Continua prevents machine from going to sleep

I recently installed Continua CI and since then my machine refused to go to sleep. Changing all continua services from automatic to manual allows the computer to go to sleep again.

Why does Continua prevent my machine from entering sleep?
What else can I do to both use Continua and have a computer that goes to sleep?

Thanks, Marjan

Umm… because Continua CI is not designed to run on desktop or laptops, it’s a server application designed to run all the time, continually checking repositories etc.

Thanks for the response and yes I figured as much.

Doesn’t help much though and I don’t think that “designed to run on a server” should be used as an “excuse” to keep a machine awake. Even servers should sleep and conserve energy when not accessed or used by client machines or their own processes. Continua should really allow a server to sleep and just wake it when it needs to do something. A product like Acronis True Image Home does exactly that. It allows my computer to sleep and wakes it when it wants to run a backup.
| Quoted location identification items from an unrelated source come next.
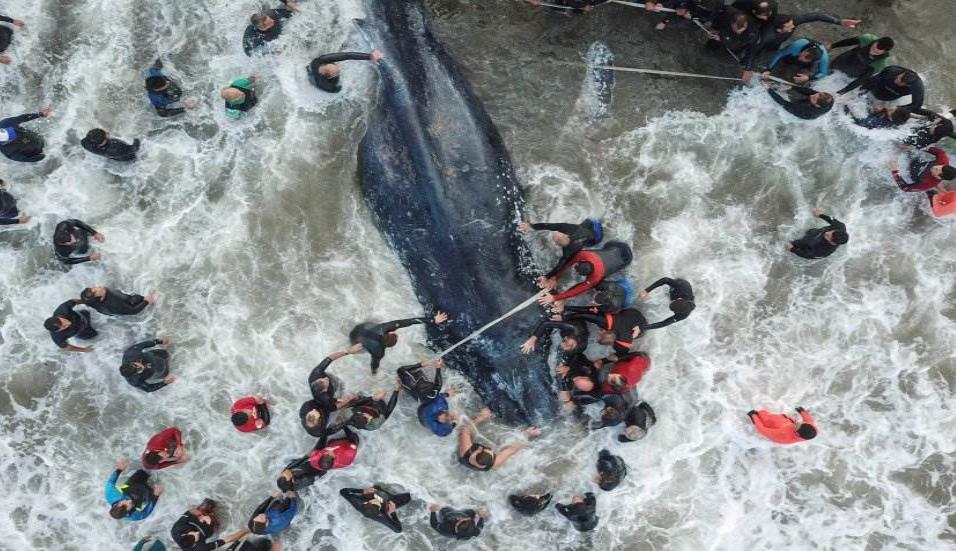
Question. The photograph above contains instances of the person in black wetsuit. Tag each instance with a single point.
(98, 142)
(369, 413)
(6, 36)
(611, 470)
(192, 530)
(316, 413)
(682, 300)
(881, 116)
(18, 143)
(297, 475)
(801, 102)
(572, 238)
(266, 26)
(461, 524)
(9, 213)
(582, 512)
(65, 323)
(378, 504)
(324, 72)
(374, 338)
(115, 303)
(478, 457)
(71, 237)
(820, 242)
(145, 368)
(529, 504)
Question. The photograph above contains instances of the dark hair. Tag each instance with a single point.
(807, 432)
(240, 418)
(485, 458)
(156, 83)
(900, 115)
(584, 268)
(97, 135)
(119, 510)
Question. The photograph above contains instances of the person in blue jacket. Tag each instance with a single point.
(164, 93)
(433, 413)
(800, 62)
(135, 498)
(275, 514)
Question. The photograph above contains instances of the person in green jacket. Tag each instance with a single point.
(869, 56)
(240, 96)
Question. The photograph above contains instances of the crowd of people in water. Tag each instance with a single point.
(586, 290)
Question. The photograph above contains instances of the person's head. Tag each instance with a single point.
(806, 431)
(232, 94)
(561, 239)
(121, 508)
(240, 418)
(157, 83)
(259, 523)
(822, 99)
(882, 46)
(262, 21)
(810, 54)
(330, 70)
(740, 24)
(943, 172)
(97, 136)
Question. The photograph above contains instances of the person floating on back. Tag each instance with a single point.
(266, 26)
(135, 498)
(115, 303)
(65, 324)
(240, 96)
(99, 142)
(18, 143)
(324, 71)
(461, 524)
(164, 449)
(275, 514)
(820, 242)
(478, 457)
(9, 213)
(164, 93)
(433, 411)
(71, 242)
(147, 368)
(784, 429)
(250, 414)
(378, 504)
(6, 37)
(582, 512)
(374, 338)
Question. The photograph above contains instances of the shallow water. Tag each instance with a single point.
(256, 238)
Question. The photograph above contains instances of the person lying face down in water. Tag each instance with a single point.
(374, 338)
(478, 457)
(324, 71)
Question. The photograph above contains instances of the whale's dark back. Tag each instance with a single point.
(436, 175)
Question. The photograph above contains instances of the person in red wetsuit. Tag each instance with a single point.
(594, 265)
(925, 175)
(164, 449)
(250, 414)
(624, 373)
(784, 429)
(334, 454)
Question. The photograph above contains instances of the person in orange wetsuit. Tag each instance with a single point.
(782, 428)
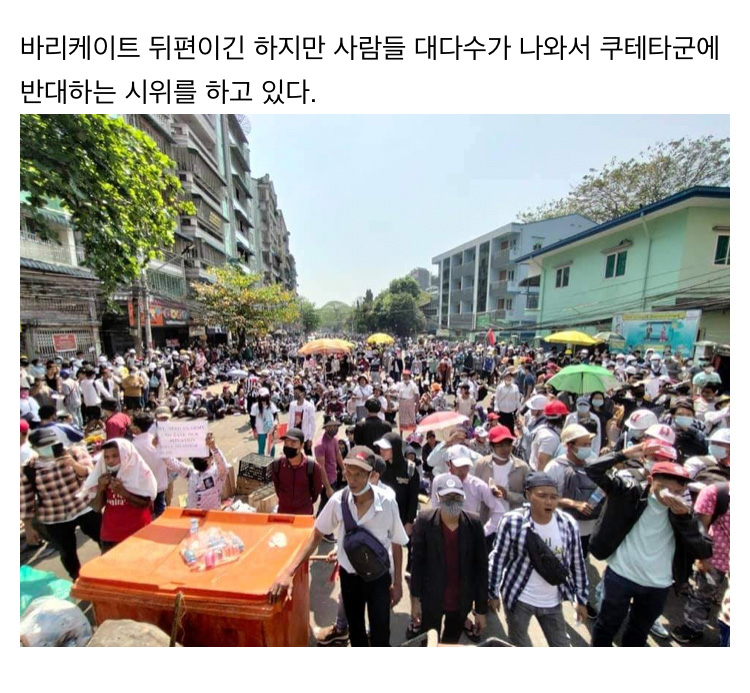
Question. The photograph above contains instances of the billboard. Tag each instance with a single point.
(676, 329)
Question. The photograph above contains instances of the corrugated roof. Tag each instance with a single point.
(38, 266)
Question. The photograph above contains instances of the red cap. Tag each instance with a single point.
(670, 469)
(555, 408)
(500, 433)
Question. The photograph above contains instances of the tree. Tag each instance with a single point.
(115, 182)
(623, 186)
(241, 304)
(308, 315)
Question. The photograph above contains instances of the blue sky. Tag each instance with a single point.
(367, 198)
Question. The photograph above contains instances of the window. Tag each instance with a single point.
(721, 256)
(615, 266)
(563, 277)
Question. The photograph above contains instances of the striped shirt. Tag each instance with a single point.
(510, 567)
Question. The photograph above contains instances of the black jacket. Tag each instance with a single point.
(370, 429)
(626, 501)
(428, 563)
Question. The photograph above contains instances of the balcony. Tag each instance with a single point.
(34, 248)
(462, 321)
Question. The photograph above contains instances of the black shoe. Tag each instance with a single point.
(685, 635)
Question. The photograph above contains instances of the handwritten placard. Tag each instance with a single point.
(182, 438)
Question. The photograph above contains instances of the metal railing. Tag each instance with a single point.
(35, 248)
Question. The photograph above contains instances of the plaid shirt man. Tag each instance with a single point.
(57, 486)
(510, 566)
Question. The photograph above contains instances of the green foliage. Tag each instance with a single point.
(114, 181)
(240, 303)
(308, 316)
(621, 187)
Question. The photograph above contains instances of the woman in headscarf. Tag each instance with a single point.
(123, 487)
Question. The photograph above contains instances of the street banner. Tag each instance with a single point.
(182, 438)
(677, 330)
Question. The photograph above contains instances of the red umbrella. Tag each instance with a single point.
(441, 420)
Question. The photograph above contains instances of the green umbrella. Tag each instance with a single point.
(583, 379)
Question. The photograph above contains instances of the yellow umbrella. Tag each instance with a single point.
(380, 338)
(572, 337)
(325, 346)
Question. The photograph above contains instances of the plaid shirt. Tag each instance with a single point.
(56, 498)
(510, 566)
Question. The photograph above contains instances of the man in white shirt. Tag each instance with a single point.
(302, 416)
(379, 515)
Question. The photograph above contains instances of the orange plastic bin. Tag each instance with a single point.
(139, 579)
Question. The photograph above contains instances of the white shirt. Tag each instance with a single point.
(89, 392)
(544, 441)
(507, 398)
(307, 409)
(382, 520)
(538, 592)
(478, 493)
(144, 443)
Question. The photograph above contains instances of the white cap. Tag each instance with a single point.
(641, 420)
(537, 402)
(720, 435)
(661, 432)
(461, 461)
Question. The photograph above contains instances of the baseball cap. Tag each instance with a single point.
(721, 435)
(361, 456)
(661, 432)
(383, 444)
(461, 461)
(448, 484)
(670, 469)
(500, 433)
(294, 434)
(538, 479)
(555, 408)
(575, 431)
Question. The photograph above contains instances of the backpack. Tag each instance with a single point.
(722, 501)
(276, 466)
(578, 486)
(368, 556)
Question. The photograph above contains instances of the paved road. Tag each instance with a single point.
(234, 437)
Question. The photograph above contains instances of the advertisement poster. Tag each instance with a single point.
(673, 331)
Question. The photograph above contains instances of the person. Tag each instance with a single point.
(649, 538)
(371, 428)
(546, 438)
(50, 488)
(712, 507)
(503, 472)
(401, 476)
(515, 579)
(147, 445)
(590, 421)
(302, 416)
(264, 419)
(408, 401)
(507, 400)
(123, 488)
(371, 510)
(448, 565)
(297, 479)
(205, 477)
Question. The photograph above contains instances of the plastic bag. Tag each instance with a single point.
(53, 622)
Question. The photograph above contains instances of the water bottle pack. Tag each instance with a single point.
(205, 549)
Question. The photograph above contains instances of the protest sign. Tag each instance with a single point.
(182, 438)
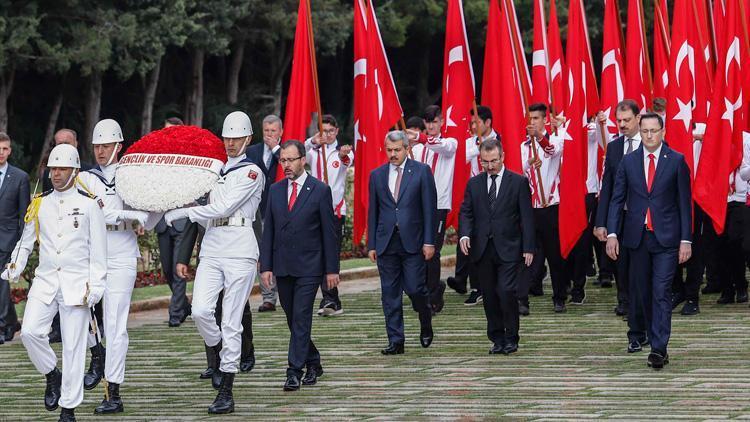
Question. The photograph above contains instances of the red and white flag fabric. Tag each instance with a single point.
(376, 104)
(613, 71)
(637, 62)
(680, 91)
(458, 97)
(721, 153)
(572, 216)
(661, 48)
(540, 63)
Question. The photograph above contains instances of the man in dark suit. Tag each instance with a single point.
(14, 199)
(628, 116)
(266, 155)
(300, 249)
(497, 233)
(401, 237)
(654, 183)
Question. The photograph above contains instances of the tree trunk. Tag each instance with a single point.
(6, 87)
(235, 66)
(149, 96)
(93, 107)
(194, 104)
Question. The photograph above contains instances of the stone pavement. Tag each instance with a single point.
(570, 366)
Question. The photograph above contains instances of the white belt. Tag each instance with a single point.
(231, 222)
(121, 227)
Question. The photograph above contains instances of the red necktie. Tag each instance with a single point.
(293, 196)
(649, 184)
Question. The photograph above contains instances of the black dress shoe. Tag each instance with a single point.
(454, 284)
(96, 367)
(52, 391)
(497, 349)
(510, 348)
(312, 374)
(114, 404)
(224, 401)
(657, 361)
(67, 415)
(690, 308)
(425, 336)
(292, 383)
(393, 349)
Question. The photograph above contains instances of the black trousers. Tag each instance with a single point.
(499, 281)
(297, 295)
(548, 236)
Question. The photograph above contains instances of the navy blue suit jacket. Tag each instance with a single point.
(670, 199)
(301, 242)
(255, 154)
(414, 212)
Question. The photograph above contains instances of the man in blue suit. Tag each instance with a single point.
(654, 183)
(300, 249)
(400, 237)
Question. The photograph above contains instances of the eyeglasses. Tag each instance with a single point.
(288, 160)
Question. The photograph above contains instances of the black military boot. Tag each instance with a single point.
(224, 402)
(96, 368)
(67, 415)
(216, 377)
(52, 392)
(114, 404)
(211, 361)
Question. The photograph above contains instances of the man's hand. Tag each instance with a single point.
(181, 270)
(465, 244)
(600, 233)
(332, 280)
(266, 278)
(428, 251)
(686, 251)
(528, 257)
(613, 248)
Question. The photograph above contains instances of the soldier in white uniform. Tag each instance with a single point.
(122, 259)
(69, 226)
(329, 163)
(228, 256)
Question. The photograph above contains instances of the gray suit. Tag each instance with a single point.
(14, 199)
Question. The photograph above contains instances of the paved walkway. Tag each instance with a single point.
(570, 366)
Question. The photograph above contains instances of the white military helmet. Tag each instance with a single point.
(64, 155)
(236, 125)
(107, 131)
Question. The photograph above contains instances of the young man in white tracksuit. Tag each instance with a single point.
(69, 226)
(122, 261)
(228, 256)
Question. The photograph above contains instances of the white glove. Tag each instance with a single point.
(139, 216)
(173, 215)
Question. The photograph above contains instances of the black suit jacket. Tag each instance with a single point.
(255, 154)
(302, 242)
(14, 199)
(510, 227)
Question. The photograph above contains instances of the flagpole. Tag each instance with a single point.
(313, 60)
(524, 91)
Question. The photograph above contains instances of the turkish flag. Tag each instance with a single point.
(722, 144)
(613, 71)
(661, 48)
(638, 71)
(680, 93)
(540, 65)
(376, 104)
(558, 86)
(572, 216)
(301, 99)
(458, 98)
The pulling “Continually checking repositories” paradigm w/could perhaps be better changed. Pulling is very resource intensive. A push paradigm, where Continua goes to work when a repository signals that something has changed might be a better approach. It would be nice if at least Continua could be configured not to poll any repositories, or only do so on an infrequent schedule, waking the machine if needs be.

Continua does actually allow you to configure the polling interval, and you can set it to Manual mode, where a url needs to be hit to cause polling to occur (in the next polling interval).

http://wiki.finalbuilder.com/display/continua/Repositories

However, if your machine is asleep, that will not wake it up to do some work. There is a lot more to Continua CI than just repository polling though, the effort to implement suspending all background tasks (and ensuring they can resume in a consistent state) does not make economic sense.

Thanks, that may help. I am not too fussed about the machine not being woken up by Continua. I could schedule to (just after) the times that Acronis backs up - that usually only takes a couple of minutes out of the time before it goes back to sleep.

I understand there is a lot more to Continua. And I understand economic arguments. So no worries there. I am happy to have a work around avenue to explore.

Out of sheer curiosity:
I am pretty familiar with Windows service programming, but I’ll readily admit I have not yet looked deeply into this subject. Why you would need to suspend background tasks? Wouldn’t it “simply” be a matter of not doing stuff in those tasks that prevent the machine from going to sleep? There are plenty of services running on my machine at any one time that do not prevent it going to sleep. I somehow find it hard to imagine that the authors of those services jumped through hoops to ensure their applications survived a sleep state?

Kind regards, Marjan

It depends very much on what the background tasks are doing. If a thread is blocking while it runs another process (git for example) it can’t be suspended.

I’m not saying that we couldn’t implement the sleep support, it’s just not a high priority right now while we have a long backlog of features to implement.

Ah, yes, of course. Shoot and wait for a “callback” trigger isn’t an option and periodically (using windows events) checking some state would be awkward for that scenario. Hmm. Interesting conundrum. Anyways, fully understand that it isn’t a priority. Thanks for taking the time to satisfy my curiosity.